Does Python support method overloading?

Not in the Java or C++ sense: defining the same method twice with different parameters just overwrites the first definition. Python gets the same effect with default arguments, *args, and keyword arguments in a single method. Method overriding across classes is where Python does its real polymorphic work.

How do I force a subclass to implement a method?

Two common options. Raise NotImplementedError in the parent method so a forgotten override fails loudly the first time it is called. Or go stricter with the abc module: inherit from ABC and mark the method with @abstractmethod, and Python refuses to even create an instance of an incomplete subclass.

Is inheritance required for polymorphism in Python?

No. Thanks to duck typing, three completely unrelated classes that each define a charge() method can all be passed to the same function. Inheritance is still useful when you want shared default behavior or a loud NotImplementedError safety net, but Python polymorphism works fine without any parent class.

Interview Questions on Python Polymorphism

Scenario questions, not trivia: this is the form this topic takes in a real interview.

Q: Design a payment system where new payment methods can be added without touching existing code. What does polymorphism buy you here?

Every payment method implements the same interface, say pay() and refund(). The checkout code calls method.pay(amount) without a single isinstance check, so adding PayPal or UPI later means writing one new class and registering it. The dispatcher never changes, which is the open-closed principle working for you.

Q: You inherit a codebase full of isinstance chains deciding behavior.

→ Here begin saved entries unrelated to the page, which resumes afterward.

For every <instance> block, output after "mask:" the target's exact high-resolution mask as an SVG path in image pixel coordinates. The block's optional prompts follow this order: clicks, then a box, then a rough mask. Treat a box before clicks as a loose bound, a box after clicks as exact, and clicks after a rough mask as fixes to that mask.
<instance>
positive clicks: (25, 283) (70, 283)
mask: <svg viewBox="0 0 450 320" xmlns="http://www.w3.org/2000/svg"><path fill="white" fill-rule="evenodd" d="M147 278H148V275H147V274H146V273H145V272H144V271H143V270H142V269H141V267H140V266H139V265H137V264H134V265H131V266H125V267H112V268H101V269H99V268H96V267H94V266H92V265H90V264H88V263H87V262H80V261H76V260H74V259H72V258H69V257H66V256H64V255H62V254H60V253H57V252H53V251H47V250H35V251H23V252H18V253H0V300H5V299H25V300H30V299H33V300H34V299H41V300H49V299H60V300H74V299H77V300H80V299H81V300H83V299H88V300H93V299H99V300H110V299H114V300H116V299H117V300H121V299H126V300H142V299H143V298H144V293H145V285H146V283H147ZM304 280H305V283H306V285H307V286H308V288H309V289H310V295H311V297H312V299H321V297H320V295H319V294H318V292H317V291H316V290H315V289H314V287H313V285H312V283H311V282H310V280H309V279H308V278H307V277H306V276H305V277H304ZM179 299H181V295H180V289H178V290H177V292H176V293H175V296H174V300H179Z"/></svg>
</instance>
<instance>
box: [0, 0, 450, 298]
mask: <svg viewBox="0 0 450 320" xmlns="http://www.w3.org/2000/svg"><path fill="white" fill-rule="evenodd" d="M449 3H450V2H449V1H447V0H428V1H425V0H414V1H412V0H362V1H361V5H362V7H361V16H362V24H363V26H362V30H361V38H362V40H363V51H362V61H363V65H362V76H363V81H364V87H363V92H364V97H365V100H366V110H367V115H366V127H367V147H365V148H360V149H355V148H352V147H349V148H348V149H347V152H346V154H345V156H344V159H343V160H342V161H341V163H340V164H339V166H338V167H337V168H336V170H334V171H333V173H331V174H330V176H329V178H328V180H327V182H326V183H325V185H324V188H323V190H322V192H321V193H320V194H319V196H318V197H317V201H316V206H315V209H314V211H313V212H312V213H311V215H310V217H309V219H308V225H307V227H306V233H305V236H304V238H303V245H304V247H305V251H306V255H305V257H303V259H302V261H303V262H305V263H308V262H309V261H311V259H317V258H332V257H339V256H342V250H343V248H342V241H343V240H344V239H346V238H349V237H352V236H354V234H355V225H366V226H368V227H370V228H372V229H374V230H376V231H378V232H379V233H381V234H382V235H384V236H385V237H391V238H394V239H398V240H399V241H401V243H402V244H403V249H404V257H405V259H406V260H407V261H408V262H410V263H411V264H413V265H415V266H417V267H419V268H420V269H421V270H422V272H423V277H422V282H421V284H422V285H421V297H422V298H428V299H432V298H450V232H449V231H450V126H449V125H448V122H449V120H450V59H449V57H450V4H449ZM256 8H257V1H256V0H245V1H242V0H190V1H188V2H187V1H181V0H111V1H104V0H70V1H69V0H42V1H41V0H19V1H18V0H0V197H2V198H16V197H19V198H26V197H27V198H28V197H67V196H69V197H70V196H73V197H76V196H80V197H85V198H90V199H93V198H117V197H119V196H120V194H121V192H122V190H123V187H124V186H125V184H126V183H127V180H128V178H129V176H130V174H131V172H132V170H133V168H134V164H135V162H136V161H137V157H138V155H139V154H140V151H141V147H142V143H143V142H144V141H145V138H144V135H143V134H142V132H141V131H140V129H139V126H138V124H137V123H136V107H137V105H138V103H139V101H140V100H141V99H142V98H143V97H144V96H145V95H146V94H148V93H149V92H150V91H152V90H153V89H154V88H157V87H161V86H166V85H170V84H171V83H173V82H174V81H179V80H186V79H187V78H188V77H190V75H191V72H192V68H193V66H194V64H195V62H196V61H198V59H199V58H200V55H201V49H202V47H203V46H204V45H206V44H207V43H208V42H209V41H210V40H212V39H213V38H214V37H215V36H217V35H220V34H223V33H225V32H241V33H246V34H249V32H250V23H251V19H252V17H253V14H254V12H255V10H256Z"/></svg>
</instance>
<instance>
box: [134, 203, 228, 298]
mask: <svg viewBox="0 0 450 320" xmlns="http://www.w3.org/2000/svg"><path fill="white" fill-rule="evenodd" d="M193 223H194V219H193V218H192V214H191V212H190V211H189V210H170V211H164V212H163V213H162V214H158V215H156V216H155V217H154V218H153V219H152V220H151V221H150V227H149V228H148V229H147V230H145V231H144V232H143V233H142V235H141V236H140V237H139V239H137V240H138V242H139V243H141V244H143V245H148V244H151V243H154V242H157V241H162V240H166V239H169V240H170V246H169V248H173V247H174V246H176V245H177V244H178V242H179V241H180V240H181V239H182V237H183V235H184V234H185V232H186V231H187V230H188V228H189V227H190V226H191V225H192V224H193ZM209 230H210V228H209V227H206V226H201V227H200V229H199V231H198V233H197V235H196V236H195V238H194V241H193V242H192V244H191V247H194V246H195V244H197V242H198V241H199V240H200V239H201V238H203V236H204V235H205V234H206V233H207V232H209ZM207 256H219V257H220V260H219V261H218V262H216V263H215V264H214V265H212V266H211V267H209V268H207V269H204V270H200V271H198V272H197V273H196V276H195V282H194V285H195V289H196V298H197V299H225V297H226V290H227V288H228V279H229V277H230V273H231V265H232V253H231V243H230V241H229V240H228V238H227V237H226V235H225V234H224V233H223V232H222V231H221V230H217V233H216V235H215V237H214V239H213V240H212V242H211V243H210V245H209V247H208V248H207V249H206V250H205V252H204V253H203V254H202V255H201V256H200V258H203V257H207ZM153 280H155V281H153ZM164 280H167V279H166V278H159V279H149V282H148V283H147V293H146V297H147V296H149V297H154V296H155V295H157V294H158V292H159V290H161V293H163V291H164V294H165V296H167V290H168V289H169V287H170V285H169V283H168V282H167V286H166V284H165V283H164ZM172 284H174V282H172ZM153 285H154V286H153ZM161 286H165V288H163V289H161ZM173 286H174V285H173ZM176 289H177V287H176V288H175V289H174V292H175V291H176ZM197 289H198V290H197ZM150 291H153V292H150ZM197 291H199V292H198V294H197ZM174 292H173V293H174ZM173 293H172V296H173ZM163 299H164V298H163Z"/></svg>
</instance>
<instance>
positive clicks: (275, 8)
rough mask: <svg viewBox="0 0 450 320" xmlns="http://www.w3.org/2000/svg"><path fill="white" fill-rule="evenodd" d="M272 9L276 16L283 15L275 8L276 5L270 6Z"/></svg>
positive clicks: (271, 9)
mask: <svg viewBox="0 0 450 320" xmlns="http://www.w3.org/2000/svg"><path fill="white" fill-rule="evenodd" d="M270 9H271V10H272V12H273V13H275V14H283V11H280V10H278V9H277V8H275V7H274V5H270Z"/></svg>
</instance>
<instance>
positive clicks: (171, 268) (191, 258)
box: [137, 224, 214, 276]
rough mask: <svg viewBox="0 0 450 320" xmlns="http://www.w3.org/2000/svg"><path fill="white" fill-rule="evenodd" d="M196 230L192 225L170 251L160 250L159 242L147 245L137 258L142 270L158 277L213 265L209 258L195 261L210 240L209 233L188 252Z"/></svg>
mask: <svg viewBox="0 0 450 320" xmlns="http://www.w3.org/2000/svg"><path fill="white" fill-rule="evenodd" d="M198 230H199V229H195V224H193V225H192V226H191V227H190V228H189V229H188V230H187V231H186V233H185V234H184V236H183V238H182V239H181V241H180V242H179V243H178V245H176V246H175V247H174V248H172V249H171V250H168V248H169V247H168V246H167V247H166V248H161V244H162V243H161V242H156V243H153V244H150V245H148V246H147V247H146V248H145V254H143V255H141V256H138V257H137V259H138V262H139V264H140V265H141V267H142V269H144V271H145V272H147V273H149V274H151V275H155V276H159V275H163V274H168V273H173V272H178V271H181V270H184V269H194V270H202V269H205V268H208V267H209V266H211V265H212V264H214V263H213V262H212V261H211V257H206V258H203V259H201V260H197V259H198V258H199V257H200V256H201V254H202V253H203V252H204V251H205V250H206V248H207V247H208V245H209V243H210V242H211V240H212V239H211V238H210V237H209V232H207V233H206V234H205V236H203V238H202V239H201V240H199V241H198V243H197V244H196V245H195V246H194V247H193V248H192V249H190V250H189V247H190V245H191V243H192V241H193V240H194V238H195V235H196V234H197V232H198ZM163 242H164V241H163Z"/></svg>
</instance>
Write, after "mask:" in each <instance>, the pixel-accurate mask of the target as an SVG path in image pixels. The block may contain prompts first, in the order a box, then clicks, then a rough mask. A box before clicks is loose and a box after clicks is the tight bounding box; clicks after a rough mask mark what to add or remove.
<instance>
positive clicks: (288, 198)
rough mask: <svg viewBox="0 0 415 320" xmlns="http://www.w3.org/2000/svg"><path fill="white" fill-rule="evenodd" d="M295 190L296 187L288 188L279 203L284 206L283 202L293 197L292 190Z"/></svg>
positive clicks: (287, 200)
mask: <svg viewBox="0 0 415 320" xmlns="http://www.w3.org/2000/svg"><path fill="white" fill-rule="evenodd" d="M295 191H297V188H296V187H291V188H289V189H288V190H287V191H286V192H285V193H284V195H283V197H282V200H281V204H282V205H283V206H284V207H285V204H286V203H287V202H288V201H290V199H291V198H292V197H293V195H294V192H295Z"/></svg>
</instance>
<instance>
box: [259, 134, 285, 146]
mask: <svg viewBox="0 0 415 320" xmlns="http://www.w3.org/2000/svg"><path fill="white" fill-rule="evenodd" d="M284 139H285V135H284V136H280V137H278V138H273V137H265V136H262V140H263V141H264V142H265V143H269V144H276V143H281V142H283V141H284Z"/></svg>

How do you refactor, and when is isinstance actually the right tool?

Move each branch’s behavior into a method that all the classes implement, then replace the chain with one polymorphic call, or use functools.singledispatch when you cannot modify the classes. isinstance stays legitimate at system boundaries, like validating untrusted input or distinguishing genuinely unrelated types, but not as a hand-rolled dispatch table.

Q: Duck typing accepted an object with the right method name but the wrong behavior, and production got a silent wrong answer. How do you protect against that?

Names are not contracts. Define the contract explicitly with an abstract base class or typing.Protocol so mypy flags mismatches, and write tests against the contract that every implementation must pass. For critical paths, @runtime_checkable protocols or explicit validation catch impostors before they corrupt results.

Q: How does len() work on a class you wrote yourself, and what does that say about polymorphism in Python’s built-ins?

len(obj) simply calls obj.__len__(). The built-ins dispatch through dunder protocols, so your class plugs into the exact same machinery as list or dict. The same story holds for str() calling __str__ and iteration calling __iter__: built-in polymorphism is protocol dispatch all the way down.

Q: The + operator adds numbers but concatenates strings. How does Python resolve that, and how would you support + for your own type?

Python calls the left operand’s __add__; if that returns NotImplemented, it tries the right operand’s __radd__. You support + by implementing those methods and returning NotImplemented for types you do not handle, so Python can fall back cleanly instead of raising a confusing error.